Search code examples
c#arrayslinqexcept

Using Linq Except with two lists of int arrays


Is it possible to use except with two lists of int arrays, like so:

List<int[]> a = new List<int[]>(){ new int[]{3,4,5}, new int[]{7,8,9}, new int[]{10,11,12}  };

List<int[]> b = new List<int[]>(){ new int[]{6,7,9}, new int[]{3,4,5}, new int[]{10,41,12}  };

var c = a.Except(b);

and exepecting {3,4,5} to be absent of the enumerable c? Of course I tried and this one is not working. Is there a solution as efficient as Except? Or even better, faster?


Solution

  • In .NET, arrays are only equal to another if they are the exact same array object. So two distinct arrays which have the same contents are not considered equal:

    int[] x = new int[] { 1, 2 };
    int[] y = new int[] { 1, 2 };
    Console.WriteLine(x == y); // false
    

    In order to check the equality based on the contents, you can use Enumerable.SequenceEqual:

    Console.WriteLine(x.SequenceEqual(y)); // true
    

    Of course that doesn’t help you directly when trying to use Enumerable.Except, since by default that will use the default equality comparer which only checks for equality (and since every array is inequal to every other array except itself…).

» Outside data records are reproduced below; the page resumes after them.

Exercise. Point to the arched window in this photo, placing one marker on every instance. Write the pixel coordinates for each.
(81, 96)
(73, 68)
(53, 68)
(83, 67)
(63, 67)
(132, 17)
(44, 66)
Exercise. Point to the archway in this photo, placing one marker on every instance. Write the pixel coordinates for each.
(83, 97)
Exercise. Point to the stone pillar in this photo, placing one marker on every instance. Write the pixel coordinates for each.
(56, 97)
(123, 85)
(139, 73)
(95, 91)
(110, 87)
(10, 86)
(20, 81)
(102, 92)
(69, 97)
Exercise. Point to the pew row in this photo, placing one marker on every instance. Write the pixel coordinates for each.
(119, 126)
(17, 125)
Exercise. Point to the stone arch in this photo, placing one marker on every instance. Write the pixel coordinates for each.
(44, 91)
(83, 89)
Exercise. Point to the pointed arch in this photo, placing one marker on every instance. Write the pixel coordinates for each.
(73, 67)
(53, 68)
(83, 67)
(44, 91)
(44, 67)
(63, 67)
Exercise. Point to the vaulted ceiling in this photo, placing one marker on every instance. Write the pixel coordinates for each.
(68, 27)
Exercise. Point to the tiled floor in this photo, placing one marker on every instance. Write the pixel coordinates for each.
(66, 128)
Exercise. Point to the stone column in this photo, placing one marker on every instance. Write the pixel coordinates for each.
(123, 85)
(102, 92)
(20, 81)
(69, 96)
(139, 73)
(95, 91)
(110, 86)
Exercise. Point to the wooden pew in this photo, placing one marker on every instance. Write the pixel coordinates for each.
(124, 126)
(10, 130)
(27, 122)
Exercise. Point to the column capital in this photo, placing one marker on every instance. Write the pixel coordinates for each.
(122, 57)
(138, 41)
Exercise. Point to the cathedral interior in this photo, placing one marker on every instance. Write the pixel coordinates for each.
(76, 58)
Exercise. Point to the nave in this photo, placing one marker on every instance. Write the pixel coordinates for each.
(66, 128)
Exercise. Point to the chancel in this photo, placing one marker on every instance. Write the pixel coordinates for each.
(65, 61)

    So the solution would be to use the other overload, and provide a custom IEqualityComparer which compares the arrays based on their content.

    public class IntArrayEqualityComparer : IEqualityComparer<int[]>
    {
        public bool Equals(int[] a, int[] b)
        {
            return a.SequenceEqual(b);
        }
    
        public int GetHashCode(int[] a)
        {
            return a.Sum();
        }
    }
    

    Unfortunately, just delegating to SequenceEqual is not enough. We also have to provide a GetHashCode implementation for this to work. As a simple solution, we can use the sum of the numbers in the array here. Usually, we would want to provide a strong hash function, which tells a lot about the contents, but since we are only using this hash function for the Except call, we can use something simple here. (In general, we would also want to avoid creating a hash value from a mutable object)

    And when using that equality comparer, we correctly filter out the duplicate arrays:

    var c = a.Except(b, new IntArrayEqualityComparer());